Public concern about global warming may be on the wane, as a new poll finds the percentage of Americans who view it as a “very serious” problem has dropped six points since last October.
The percentage fell to 33 percent in 2013, down from 39 percent in October 2012, according to a Pew Research Center poll. However, the proportion of people saying it’s still a “somewhat serious problem” grew from 25 percent last year to 32 percent in 2013.
Moreover, 69 percent of Americans believe there is solid evidence that global temperatures have been rising over the previous decades, while only 27 percent say such proof is lacking. Among those who say global warming is occurring, 42 percent say it’s caused mostly by human activity and only 23 percent say it’s caused by natural patterns in the environment.
Despite widespread belief that science supports global warming, 66 percent of the American people favor building the Keystone XL pipeline to bring tar sands oil from Canada to refineries in the Gulf Coast region. Only 23 percent of the public opposes building the pipeline.
The Obama administration has delayed approving the pipeline, garnering criticism from Republicans and the oil and gas industry.

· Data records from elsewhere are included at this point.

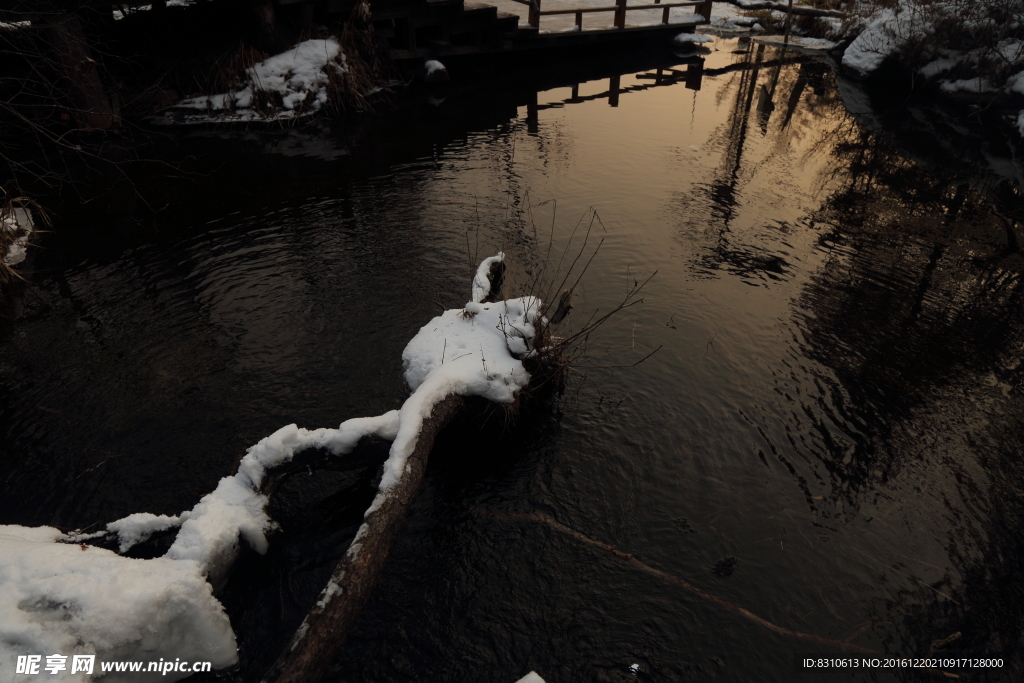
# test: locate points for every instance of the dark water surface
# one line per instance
(828, 437)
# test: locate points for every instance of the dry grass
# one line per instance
(560, 340)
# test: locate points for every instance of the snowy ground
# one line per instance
(888, 32)
(283, 87)
(122, 11)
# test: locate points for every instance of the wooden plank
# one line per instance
(613, 8)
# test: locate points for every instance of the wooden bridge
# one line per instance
(429, 29)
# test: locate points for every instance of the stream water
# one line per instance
(828, 435)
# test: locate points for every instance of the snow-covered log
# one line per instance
(60, 593)
(476, 351)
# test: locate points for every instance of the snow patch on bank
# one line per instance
(70, 599)
(531, 677)
(691, 38)
(18, 226)
(284, 86)
(139, 526)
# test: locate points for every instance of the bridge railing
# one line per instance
(620, 9)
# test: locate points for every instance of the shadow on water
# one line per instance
(829, 437)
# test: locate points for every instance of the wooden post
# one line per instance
(788, 24)
(694, 73)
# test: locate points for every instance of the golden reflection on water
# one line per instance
(816, 287)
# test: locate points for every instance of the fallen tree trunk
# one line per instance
(324, 631)
(796, 9)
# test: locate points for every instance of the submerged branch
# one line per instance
(841, 645)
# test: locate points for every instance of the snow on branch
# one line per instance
(59, 595)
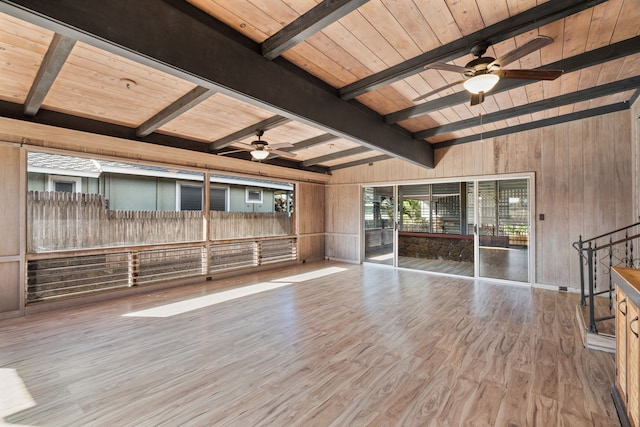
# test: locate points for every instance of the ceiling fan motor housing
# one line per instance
(480, 66)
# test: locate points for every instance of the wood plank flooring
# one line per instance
(369, 345)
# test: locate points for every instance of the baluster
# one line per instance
(592, 272)
(610, 270)
(581, 256)
(626, 248)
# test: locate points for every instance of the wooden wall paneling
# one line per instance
(310, 210)
(605, 126)
(343, 247)
(635, 155)
(311, 247)
(10, 195)
(501, 154)
(575, 171)
(488, 150)
(623, 176)
(545, 202)
(343, 213)
(12, 231)
(343, 225)
(570, 162)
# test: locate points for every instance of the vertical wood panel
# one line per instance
(10, 300)
(10, 196)
(343, 222)
(310, 214)
(575, 170)
(546, 239)
(635, 155)
(562, 217)
(310, 208)
(11, 226)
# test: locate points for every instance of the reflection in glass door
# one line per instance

“It’s been over four years and thousands of pages of environmental reviews,” said Nebraska Republican Rep. Lee Terry, author of draft legislation to fast-track the pipeline. “The experts have weighed in. Now is the time to build the Keystone Pipeline.”
The Department of State’s review of the pipeline found that it would not have significant negative effects on the environment and would not have a large impact on climate change. But the he report also said that U.S. energy needs could be met without the pipeline, by increased use of rail transportation of oil and other pipelines.

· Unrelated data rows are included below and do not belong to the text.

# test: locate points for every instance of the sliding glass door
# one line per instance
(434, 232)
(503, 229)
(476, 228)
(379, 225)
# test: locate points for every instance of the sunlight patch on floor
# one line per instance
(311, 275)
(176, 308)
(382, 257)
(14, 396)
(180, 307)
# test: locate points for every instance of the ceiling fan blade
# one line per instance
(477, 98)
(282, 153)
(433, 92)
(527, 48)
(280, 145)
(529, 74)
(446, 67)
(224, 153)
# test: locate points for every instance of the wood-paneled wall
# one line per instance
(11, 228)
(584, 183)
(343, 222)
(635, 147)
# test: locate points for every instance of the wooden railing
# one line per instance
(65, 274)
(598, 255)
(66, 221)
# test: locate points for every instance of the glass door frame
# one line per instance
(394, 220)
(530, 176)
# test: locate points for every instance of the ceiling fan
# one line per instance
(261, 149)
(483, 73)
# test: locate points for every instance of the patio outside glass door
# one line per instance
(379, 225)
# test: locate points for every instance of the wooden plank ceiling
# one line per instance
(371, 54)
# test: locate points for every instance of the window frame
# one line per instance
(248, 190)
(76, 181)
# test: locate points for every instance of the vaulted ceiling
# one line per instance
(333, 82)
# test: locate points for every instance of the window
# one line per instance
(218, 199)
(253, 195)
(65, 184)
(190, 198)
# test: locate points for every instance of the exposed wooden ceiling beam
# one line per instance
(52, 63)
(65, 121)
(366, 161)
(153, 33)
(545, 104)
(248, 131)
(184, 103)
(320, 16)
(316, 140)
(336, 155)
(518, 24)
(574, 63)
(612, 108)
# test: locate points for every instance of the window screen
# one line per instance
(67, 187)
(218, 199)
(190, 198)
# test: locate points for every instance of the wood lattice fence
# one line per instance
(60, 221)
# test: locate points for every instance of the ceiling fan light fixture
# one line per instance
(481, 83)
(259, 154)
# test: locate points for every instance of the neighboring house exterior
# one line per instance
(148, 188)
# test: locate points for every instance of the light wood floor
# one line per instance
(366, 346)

Environmentalists charge that the Keystone pipeline could harm water supplies and would contribute to climate change.
“This pipeline is not in our national interest — the evidence shows it would unlock vast amounts of additional carbon that we cannot afford to burn, extend our dangerous addiction to fossil fuels, endanger health and safety, and put critical water resources at risk,” reads a letter from environmentalists to Secretary of State John Kerry.
The Obama administration is not expected to make a final decision on the pipeline’s permit application until mid-summer.